Towner, who expects to finish his degree in December, plans to use his GREAT Award funding to attend research conferences, which will help him network and potentially secure a postdoctoral position in another research lab. “After three to five years, the end goal is to become a tenure-track faculty member,” the San Diego, Calif., native says. “I’ve always wanted to be a professor and to have that face-to-face connection with students, seeing the future faces of the field.”

Towner, a first-generation college student, earned his undergraduate and master’s degrees in psychology at California State University San Marcos. His initial experience in a preclinical lab involved researching adolescents and the long-term effects of drugs of abuse. “It was an area of interest that was close to home for me,” he says. “A lot of my friends and family experienced substance or alcohol use disorders.”
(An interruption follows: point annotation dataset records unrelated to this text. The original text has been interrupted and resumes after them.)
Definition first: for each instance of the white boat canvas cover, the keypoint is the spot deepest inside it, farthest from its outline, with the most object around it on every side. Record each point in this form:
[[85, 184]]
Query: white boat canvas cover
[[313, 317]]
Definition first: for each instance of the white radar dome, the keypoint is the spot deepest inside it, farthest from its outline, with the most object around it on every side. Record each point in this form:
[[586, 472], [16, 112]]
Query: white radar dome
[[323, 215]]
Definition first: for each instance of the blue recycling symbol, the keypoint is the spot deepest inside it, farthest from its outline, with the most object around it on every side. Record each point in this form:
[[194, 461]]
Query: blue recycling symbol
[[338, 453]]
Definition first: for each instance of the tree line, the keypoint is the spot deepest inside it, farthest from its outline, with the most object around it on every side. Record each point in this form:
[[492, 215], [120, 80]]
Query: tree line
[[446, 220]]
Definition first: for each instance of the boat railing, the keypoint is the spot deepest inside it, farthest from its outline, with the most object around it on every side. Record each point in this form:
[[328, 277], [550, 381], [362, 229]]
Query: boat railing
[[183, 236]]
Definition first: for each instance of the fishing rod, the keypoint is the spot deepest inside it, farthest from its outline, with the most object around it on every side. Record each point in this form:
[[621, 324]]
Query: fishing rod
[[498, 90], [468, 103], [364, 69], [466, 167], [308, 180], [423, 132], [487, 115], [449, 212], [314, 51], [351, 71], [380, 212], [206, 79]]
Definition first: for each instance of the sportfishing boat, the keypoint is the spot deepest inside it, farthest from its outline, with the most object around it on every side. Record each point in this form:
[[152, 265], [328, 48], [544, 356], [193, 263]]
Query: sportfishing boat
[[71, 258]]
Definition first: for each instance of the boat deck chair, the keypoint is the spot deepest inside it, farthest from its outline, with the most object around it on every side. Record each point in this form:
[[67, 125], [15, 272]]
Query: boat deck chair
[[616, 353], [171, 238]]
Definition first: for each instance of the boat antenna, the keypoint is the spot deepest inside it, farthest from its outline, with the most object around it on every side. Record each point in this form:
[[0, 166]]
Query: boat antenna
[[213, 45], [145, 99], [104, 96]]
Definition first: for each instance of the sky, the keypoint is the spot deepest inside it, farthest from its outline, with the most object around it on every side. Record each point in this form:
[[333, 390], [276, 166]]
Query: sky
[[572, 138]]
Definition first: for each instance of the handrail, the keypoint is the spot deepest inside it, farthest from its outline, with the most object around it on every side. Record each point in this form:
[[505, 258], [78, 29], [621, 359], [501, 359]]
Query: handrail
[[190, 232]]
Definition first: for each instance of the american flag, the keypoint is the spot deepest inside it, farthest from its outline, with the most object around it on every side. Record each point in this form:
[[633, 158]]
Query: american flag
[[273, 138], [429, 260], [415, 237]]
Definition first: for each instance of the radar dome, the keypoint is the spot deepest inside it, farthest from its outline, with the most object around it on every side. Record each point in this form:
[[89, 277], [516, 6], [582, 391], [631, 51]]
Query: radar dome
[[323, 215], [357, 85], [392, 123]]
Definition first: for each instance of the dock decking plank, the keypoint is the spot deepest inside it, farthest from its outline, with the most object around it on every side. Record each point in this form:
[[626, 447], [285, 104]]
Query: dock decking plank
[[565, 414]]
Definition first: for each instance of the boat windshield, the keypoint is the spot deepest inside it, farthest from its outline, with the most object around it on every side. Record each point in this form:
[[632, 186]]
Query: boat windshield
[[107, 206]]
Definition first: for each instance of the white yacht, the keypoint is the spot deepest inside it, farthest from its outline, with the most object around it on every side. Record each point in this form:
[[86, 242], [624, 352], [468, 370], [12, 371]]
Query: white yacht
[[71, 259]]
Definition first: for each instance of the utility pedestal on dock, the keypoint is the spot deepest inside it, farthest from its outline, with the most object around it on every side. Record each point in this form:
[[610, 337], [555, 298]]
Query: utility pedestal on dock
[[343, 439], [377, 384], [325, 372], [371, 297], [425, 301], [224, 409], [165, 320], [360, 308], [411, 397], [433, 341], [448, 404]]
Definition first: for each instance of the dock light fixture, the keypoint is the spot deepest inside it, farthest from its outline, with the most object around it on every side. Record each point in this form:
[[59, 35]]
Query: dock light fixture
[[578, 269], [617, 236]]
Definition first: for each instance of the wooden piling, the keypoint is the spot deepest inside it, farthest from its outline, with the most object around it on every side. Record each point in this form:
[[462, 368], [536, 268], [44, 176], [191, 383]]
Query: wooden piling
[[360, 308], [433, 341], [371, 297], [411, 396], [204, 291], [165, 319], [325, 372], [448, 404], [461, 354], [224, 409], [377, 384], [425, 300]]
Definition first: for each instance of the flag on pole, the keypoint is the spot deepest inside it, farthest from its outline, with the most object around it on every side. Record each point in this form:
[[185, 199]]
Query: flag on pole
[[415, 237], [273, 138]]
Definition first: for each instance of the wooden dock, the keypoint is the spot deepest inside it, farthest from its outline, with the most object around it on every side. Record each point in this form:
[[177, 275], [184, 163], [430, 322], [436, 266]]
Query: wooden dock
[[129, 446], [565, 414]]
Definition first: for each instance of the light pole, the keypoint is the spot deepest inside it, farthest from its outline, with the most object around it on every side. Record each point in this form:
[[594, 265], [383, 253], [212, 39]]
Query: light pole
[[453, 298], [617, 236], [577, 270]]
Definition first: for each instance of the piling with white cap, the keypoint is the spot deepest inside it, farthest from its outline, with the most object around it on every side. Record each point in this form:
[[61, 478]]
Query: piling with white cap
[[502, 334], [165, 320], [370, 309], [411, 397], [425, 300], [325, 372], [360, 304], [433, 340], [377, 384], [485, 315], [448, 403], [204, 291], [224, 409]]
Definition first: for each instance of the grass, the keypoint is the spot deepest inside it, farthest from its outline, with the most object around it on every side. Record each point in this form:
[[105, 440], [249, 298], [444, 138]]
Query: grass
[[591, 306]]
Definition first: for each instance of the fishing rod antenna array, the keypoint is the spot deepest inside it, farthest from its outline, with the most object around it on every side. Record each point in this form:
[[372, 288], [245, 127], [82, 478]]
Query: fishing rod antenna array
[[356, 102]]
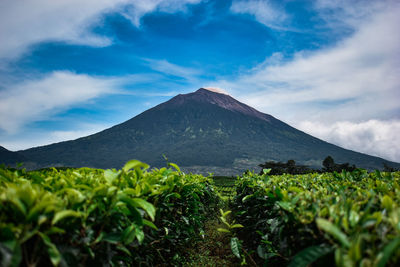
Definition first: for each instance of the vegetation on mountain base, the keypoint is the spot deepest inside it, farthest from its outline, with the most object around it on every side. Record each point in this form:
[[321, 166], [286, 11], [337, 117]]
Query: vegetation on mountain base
[[163, 217]]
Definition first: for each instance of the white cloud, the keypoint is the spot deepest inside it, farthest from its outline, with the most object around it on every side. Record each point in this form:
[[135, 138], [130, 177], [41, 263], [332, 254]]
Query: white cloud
[[263, 11], [137, 9], [349, 93], [355, 80], [46, 138], [27, 22], [167, 68], [33, 100], [374, 137]]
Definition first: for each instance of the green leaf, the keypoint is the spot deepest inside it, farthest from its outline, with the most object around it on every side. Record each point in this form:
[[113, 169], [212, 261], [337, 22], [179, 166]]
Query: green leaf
[[64, 214], [110, 175], [309, 255], [54, 254], [388, 250], [113, 238], [333, 230], [235, 246], [387, 203], [146, 206], [150, 224], [135, 164], [246, 198]]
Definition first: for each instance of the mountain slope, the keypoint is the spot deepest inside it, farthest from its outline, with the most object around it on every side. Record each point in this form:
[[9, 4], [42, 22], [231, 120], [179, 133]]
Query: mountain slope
[[203, 128]]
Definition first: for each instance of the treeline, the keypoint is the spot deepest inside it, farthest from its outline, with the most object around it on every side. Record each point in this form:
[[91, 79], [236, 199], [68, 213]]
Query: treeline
[[290, 167]]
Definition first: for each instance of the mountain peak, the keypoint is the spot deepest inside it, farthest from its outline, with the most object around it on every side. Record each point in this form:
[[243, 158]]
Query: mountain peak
[[218, 97], [214, 90]]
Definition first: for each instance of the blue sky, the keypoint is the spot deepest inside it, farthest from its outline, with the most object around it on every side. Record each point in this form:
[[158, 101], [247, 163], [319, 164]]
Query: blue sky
[[69, 68]]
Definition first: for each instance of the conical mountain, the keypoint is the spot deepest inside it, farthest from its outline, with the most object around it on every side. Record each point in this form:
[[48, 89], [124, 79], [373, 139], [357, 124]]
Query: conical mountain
[[202, 131]]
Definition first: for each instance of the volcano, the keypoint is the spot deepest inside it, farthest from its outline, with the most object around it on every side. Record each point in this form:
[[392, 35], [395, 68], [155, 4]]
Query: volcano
[[204, 131]]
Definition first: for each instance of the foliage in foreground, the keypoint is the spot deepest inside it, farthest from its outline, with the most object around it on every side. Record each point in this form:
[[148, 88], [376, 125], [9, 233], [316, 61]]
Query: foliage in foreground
[[347, 219], [94, 217]]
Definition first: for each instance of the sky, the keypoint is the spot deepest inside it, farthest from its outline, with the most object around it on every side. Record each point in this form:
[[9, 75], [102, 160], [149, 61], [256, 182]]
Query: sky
[[331, 68]]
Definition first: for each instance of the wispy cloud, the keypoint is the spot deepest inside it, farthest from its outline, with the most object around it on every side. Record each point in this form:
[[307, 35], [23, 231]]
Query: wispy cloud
[[355, 80], [168, 68], [374, 137], [24, 23], [264, 12], [359, 73], [42, 138], [136, 9], [38, 99]]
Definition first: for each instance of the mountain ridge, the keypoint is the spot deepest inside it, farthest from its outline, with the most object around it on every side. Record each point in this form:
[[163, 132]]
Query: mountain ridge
[[201, 131]]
That research experience helped prepare Towner for the rigors of Binghamton’s program, says David F. Werner, associate professor and director of graduate studies for the Psychology Department and member of the Center for Development and Behavioral Neuroscience. “Trevor was able to hit the ground running,” he says. “He is very motivated and independent, and he is integral to a lot of research in the lab. Trevor is one of the most productive individuals to date.”

Towner’s current research in Werner’s lab focuses on long-term behavioral and neural consequences associated with adolescent, binge-level alcohol exposure. “The research is important because of the staggering number of people who start drinking in adolescence,” Towner says. “We need to understand how our behavior and brains might change as a result of repeated exposure to ethanol during this time when the brain is undergoing substantial maturation.”

Alcohol exposure can lead to an increase in habit formation in adulthood, greater anxiety-like behavior and increases in risk taking. “What is that neural mechanism that is driving that behavioral change?” Towner asks. “Is it something that is a great enough issue to be corrected, potentially through pharmaceutical and behavioral treatment? Only through conducting the experiments will we have a better insight into future directed therapies.”